When I returned home from a month on the road at the end of July, I decided to sell out. I mean that in a lot of different ways. I sold my belongings that wouldn’t fit in a van. I sold my house. I even sold the domain name to my blog (mudkingdom.com is dead, long live themudkingdom.com). I have been going at full speed non-stop for six months straight and it’s starting to change me as a person. I’ve yet to have a day to sit down and take it all in.
So why sell out? In early June I drove from Virginia to Kansas to spend time with my family while my mother recovered from surgery. I’m the lone holdout on the east coast. When I was getting ready to return home to Virginia, it really started to annoy me that I had still not visited Colorado – only an eight hour drive from where I was, so I put the mud doggo into the mud wagon and off we went. The week we spent running around Colorado sleeping under the stars, in hostels, roadside motels, and mountainside resorts made me really think about what mattered.
My first night in my own bed at home, I knew I had to make significant changes. I drew up an effective plan and executed aggressively over the next couple months, but I started two weeks behind the ball and struggled to catch up for months. Ultimately, my plan was to no longer be tied to a particular place. I put together a team to prep and sell my house just before the market collapsed under the pressure of rising interest rates and the incompetent handling of our economy.
Over the next two months I would spend every non-work waking hour chopping up tree stumps, installing flooring transitions, and crawling on my hands and knees to prep the house to go on the market. For weeks we slept in a wet tent and the mud doggo spent a lot of time in the mud wagon waiting for me to finish up doing some more landscaping in the back yard. We listed the house just barely in time to snag our projected asking price and even then I had to offer seller assistance. Then the buyer didn’t close in time and threw my plans to buy the mud motorhome. All of this while trying to deal with a broken tooth.

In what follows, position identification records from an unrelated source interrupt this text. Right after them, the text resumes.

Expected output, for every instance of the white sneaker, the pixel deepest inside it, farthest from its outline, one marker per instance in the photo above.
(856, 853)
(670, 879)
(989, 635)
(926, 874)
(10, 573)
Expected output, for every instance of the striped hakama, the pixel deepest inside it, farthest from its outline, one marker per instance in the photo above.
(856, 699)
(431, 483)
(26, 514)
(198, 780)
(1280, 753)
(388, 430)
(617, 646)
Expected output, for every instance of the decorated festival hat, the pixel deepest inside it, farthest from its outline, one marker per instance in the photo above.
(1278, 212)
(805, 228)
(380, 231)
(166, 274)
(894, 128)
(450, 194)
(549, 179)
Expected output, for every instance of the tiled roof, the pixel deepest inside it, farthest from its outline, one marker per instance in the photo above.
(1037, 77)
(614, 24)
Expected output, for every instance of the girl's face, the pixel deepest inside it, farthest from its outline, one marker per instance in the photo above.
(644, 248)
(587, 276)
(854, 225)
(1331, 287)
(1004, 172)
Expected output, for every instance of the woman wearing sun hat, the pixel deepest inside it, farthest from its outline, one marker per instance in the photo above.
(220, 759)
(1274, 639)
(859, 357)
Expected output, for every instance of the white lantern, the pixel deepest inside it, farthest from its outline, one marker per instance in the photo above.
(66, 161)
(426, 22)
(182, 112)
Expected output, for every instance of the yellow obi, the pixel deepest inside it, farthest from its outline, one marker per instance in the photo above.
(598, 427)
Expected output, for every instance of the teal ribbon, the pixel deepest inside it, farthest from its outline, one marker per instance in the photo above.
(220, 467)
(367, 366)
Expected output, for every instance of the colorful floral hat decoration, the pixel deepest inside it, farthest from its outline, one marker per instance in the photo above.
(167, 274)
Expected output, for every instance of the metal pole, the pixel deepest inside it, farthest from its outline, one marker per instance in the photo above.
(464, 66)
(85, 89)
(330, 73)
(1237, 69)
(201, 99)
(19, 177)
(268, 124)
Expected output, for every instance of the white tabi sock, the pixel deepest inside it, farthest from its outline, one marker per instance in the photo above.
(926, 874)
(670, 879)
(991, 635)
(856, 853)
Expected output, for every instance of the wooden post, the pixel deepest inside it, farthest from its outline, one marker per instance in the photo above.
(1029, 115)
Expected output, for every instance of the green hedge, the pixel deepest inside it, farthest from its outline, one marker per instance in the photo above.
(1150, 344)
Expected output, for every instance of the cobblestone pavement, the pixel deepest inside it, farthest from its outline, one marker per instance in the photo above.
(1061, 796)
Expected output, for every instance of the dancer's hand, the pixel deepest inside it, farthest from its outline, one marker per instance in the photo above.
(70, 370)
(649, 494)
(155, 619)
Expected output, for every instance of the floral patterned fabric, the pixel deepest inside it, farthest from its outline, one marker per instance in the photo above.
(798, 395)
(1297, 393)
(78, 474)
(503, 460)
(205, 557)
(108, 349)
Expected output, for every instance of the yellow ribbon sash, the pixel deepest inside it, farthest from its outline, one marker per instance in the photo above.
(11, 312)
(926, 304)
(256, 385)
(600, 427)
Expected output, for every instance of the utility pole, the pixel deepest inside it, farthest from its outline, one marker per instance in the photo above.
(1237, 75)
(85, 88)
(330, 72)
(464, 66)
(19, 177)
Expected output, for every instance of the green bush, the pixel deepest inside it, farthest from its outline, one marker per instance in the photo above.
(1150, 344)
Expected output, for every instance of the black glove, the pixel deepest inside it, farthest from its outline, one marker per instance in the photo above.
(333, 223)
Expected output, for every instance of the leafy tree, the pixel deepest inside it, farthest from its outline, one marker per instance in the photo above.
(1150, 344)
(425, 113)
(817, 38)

Although nothing really went the way that I wanted to, most things went the way I needed to. I was able to buy a motorhome in Pennsylvania with just enough time for me to drive it to my mom’s house in Kansas for Thanksgiving. I had literally no margin for error, but I packed up into a U-Haul and loaded up the RV to drive directly to Wichita. A few nights and workdays nestled in among the big rigs at truck stops later I had thanksgiving dinner with the family and the next day I was off to the airport for a long planned trip to Vancouver, BC.

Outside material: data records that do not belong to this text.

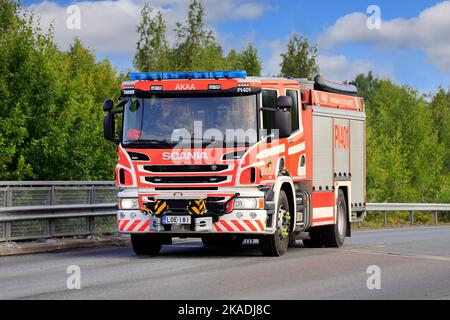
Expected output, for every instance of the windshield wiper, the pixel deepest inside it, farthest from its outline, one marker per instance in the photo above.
(156, 142)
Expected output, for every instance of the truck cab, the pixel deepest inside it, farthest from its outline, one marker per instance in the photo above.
(227, 157)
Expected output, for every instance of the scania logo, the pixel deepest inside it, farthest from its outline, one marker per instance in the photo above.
(185, 155)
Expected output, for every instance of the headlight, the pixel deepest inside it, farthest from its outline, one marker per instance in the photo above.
(129, 203)
(248, 203)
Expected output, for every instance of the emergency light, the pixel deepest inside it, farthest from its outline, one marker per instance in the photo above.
(188, 75)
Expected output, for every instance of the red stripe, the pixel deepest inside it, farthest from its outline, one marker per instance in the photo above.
(258, 222)
(323, 219)
(322, 199)
(250, 225)
(226, 225)
(135, 223)
(145, 225)
(238, 225)
(217, 227)
(124, 223)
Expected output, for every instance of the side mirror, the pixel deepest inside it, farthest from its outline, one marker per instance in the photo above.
(109, 127)
(108, 105)
(122, 102)
(282, 117)
(284, 102)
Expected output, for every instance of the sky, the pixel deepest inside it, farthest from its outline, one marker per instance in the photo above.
(406, 41)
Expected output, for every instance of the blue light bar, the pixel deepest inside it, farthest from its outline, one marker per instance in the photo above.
(231, 74)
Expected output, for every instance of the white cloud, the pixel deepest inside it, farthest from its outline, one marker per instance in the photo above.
(428, 32)
(339, 68)
(109, 27)
(271, 66)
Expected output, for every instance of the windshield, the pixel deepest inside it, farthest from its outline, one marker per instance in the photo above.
(168, 121)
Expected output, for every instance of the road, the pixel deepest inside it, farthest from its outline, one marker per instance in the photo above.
(414, 264)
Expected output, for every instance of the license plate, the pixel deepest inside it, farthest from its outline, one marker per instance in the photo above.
(176, 219)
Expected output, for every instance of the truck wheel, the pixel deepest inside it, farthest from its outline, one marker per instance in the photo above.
(332, 235)
(277, 243)
(221, 241)
(145, 244)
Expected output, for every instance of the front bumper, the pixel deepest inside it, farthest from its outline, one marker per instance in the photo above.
(236, 222)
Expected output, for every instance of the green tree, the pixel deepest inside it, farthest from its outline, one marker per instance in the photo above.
(247, 60)
(50, 115)
(299, 60)
(152, 50)
(196, 47)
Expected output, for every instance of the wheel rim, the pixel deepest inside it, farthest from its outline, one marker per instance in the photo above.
(285, 222)
(341, 219)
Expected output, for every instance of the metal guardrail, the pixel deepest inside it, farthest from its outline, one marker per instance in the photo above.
(44, 209)
(410, 207)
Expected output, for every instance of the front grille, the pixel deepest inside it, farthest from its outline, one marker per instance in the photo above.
(187, 168)
(186, 179)
(213, 204)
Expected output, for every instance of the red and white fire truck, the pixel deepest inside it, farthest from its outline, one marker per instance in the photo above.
(226, 157)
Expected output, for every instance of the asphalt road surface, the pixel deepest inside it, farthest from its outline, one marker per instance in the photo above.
(414, 264)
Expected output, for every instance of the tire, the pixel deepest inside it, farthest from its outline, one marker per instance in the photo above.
(276, 244)
(145, 244)
(332, 235)
(221, 241)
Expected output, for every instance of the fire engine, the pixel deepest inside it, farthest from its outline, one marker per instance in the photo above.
(226, 157)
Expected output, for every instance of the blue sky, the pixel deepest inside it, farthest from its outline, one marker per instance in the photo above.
(412, 46)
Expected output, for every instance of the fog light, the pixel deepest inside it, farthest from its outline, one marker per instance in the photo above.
(129, 203)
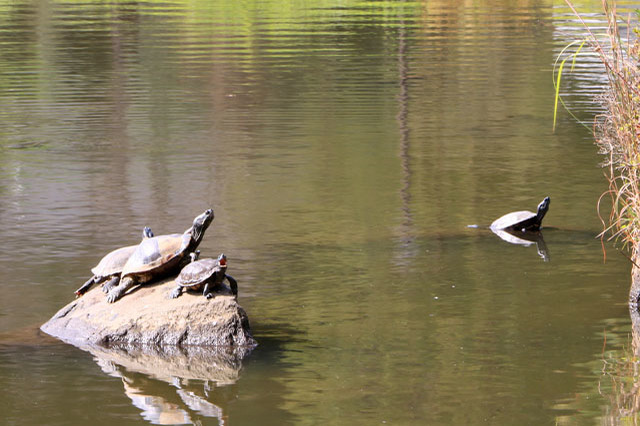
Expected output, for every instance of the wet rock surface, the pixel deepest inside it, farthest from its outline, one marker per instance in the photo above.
(148, 316)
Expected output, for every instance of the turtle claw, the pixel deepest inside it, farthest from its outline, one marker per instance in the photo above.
(113, 295)
(176, 293)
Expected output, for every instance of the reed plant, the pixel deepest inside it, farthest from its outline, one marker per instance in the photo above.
(617, 129)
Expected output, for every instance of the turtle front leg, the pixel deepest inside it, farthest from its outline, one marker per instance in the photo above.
(176, 292)
(233, 284)
(118, 291)
(106, 287)
(208, 291)
(86, 286)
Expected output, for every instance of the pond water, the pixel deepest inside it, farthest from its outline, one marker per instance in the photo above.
(345, 147)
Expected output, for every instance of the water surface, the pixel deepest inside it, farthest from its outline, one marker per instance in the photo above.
(345, 147)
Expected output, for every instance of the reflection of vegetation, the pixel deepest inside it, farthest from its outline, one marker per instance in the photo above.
(622, 369)
(618, 129)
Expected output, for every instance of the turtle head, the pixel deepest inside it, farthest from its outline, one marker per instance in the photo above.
(147, 233)
(543, 207)
(200, 224)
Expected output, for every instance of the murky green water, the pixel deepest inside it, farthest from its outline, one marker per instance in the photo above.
(345, 147)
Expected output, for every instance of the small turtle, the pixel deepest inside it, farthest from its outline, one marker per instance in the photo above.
(523, 220)
(160, 256)
(110, 267)
(205, 275)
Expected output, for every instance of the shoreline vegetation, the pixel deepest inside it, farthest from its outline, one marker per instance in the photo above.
(617, 135)
(617, 129)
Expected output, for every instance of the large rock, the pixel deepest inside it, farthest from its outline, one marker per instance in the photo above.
(148, 316)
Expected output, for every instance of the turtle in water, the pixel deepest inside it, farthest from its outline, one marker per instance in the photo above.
(523, 220)
(160, 256)
(204, 275)
(110, 267)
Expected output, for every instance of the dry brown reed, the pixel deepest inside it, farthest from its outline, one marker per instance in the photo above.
(617, 130)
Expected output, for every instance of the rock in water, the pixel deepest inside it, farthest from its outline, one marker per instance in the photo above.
(148, 316)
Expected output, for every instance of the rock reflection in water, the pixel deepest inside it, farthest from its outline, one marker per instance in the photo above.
(172, 385)
(525, 239)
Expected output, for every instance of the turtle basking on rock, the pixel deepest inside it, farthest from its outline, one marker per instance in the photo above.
(110, 267)
(522, 221)
(204, 275)
(160, 256)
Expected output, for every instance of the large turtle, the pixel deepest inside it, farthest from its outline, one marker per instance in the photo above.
(205, 275)
(110, 267)
(160, 256)
(523, 220)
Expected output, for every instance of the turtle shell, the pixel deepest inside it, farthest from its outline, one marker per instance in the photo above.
(156, 255)
(196, 273)
(523, 220)
(114, 262)
(516, 220)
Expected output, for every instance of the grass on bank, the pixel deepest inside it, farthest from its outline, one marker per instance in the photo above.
(617, 130)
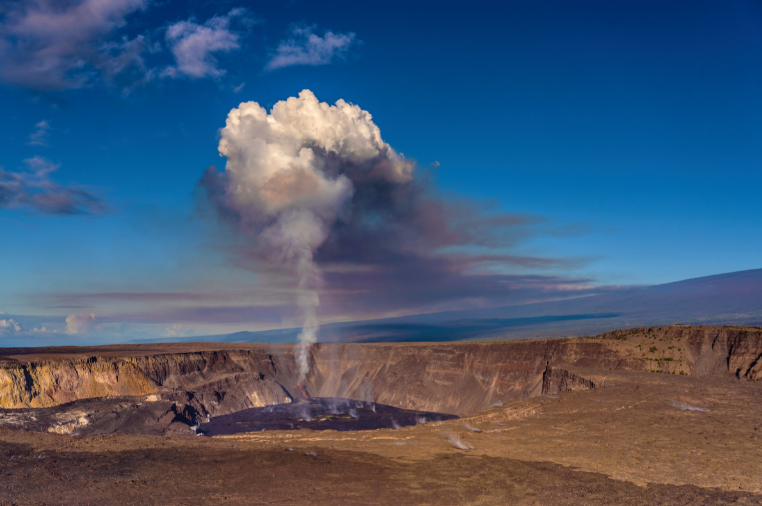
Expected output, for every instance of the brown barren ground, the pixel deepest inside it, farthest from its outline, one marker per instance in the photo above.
(635, 438)
(635, 441)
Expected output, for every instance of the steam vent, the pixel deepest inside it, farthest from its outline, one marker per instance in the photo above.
(606, 418)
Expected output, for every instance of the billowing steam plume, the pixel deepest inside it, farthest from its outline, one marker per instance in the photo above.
(290, 176)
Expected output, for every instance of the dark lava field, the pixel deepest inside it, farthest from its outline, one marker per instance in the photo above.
(665, 415)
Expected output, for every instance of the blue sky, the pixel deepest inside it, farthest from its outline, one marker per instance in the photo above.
(628, 131)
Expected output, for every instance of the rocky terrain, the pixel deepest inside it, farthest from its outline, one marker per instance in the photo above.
(667, 415)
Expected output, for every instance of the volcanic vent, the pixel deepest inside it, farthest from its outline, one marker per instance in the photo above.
(319, 413)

I’ve been out of my comfort zone for a long time and I’m exhausted. I’m kinda homeless. I won’t see my dog for another week at least – she’s with my brother and her step-brother Booster, apparently trying to steal puppies from strangers. All I have ahead of me now is the same thing that I had before: the great adventure. Only now I don’t have to worry about getting back to my house – as much. It’s sitting in a driveway in the middle of the country and I’m flying back to the Washington, DC area to close out my storage unit and affairs then drive the mud wagon to join the mud motorhome.

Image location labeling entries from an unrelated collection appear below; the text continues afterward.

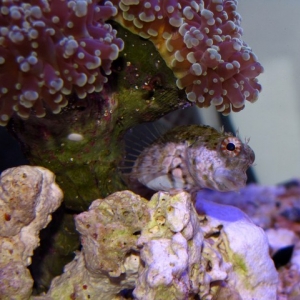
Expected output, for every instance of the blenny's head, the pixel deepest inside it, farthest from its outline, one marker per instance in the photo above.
(221, 163)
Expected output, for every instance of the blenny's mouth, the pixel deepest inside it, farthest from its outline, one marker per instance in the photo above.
(229, 180)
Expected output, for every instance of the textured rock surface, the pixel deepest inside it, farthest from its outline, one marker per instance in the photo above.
(109, 261)
(28, 196)
(242, 244)
(165, 249)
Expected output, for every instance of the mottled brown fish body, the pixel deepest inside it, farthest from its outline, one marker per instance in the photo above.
(193, 157)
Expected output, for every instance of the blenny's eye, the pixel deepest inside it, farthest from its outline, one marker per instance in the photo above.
(231, 146)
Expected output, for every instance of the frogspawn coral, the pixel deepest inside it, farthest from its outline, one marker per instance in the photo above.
(201, 42)
(49, 47)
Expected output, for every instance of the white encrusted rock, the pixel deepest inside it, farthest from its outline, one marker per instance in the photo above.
(28, 196)
(109, 260)
(166, 249)
(242, 244)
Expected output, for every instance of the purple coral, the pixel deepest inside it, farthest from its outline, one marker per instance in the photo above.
(201, 42)
(49, 47)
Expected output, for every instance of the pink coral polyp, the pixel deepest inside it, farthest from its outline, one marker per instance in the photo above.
(50, 47)
(201, 42)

Someone told me that they were very jealous that I was going to do van life by myself – that I would have the freedom to do what I wanted whenever I wanted without considering what someone else needed. It is sometimes nice not to have to make decisions based on what someone else wants. But it’s horrible not to have anyone to share that with. Next update from the road – I should probably tell you guys about my Vancouver trip and the lovely friends I made along the way.